Projects must apply for interconnection so utilities can plan for the cost of grid upgrades and new equipment. For wind turbines and solar fields, developers and utilities must often embark on expensive upgrades to add more long-distance, high-capacity transmission lines and substations to deliver power to where it is needed. 

As of the end of 2022, more than 1,300 gigawatts of wind and solar projects are already seeking connection to the grid. To put that into context: CNBC reports that the current installed capacity of the grid is only 1,250 gigawatts. The projects currently waiting to be connected would generate more power than currently exists in the grid.

The IRA’s tax incentives and loan programs are likely to lengthen wait times. Renewable projects by nature generate less power and so it takes more of them—“six, seven, eight, nine, 10 different projects”—to add the same amount of energy to the grid as a single natural gas project.

Overwhelmed utilities are leaving households holding the bag for solar installations that have to wait months to connect to the grid. A resident near Morrison, Colorado, told a local reporter in February that she had been waiting since September 2022 to get her $30,000 solar panels connected to the grid. It will be awfully hard to meet the Biden administration’s goal to increase community solar deployment by 700% in 2025 if homeowners can’t offset the costs of installation by generating electricity.

Commercial wind and solar projects aren’t faring better. A recent report by the Lawrence Berkeley National Laboratory found that only 20% of wind and 14% of solar projects requesting interconnection between 2000-2017 were completed as of 2022. Wait times have ballooned as well: “The typical project built in 2022 took 5 years from the interconnection request to commercial operations, compared to 3 years in 2015 and <2 years in 2008.” 

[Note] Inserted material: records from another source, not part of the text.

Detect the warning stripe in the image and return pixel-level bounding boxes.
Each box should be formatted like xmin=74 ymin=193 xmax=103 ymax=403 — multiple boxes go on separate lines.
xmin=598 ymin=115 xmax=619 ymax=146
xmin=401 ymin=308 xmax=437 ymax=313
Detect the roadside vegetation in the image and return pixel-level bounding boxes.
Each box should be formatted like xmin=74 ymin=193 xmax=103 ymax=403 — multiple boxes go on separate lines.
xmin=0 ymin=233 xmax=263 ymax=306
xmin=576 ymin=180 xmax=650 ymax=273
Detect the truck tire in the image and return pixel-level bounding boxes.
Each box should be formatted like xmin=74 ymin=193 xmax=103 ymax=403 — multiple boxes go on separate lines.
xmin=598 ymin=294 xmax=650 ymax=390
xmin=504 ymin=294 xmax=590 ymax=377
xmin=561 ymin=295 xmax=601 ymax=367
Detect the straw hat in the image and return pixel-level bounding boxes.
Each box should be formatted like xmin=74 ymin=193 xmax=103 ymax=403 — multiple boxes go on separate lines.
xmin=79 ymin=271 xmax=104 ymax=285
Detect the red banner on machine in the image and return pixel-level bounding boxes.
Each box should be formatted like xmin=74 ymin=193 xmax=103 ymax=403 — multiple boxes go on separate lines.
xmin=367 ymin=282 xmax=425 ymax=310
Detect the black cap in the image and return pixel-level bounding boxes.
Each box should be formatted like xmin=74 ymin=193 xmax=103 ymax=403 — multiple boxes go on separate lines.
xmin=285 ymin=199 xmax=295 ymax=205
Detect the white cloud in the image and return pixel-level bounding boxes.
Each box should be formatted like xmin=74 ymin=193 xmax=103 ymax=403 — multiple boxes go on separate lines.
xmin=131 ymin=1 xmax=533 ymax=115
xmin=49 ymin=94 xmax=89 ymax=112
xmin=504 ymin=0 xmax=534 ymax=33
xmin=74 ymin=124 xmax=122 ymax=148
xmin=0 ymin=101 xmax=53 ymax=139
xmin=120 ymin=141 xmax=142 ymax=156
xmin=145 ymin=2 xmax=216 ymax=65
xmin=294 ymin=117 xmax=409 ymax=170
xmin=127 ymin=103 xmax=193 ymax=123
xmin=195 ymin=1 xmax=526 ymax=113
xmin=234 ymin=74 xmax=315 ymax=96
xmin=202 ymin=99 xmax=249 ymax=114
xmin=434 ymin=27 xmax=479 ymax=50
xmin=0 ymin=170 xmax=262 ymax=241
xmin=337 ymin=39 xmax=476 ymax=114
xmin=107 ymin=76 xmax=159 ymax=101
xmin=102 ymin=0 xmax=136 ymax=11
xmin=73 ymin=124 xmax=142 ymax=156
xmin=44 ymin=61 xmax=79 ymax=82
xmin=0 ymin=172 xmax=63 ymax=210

Despite ample tax incentives in effect under the IRA—which has been predicted to cost three times more than the Treasury’s initial $270 billion estimate—American Electric Power plans to sell off its unregulated renewables portfolio for $1.5 billion by the end of July. The move is an attempt to “de-risk.” Who could have guessed that renewable energy was a risky business, despite guaranteed subsidies and promised market share from the current administration?

When only one in five energy projects successfully runs the gauntlet to connect to the grid, there’s a problem. The IRA’s uncapped tax incentives are likely to significantly overrun government cost estimates, but if it does succeed in increasing the number of wind and solar power projects, it will only be adding to interconnection backups.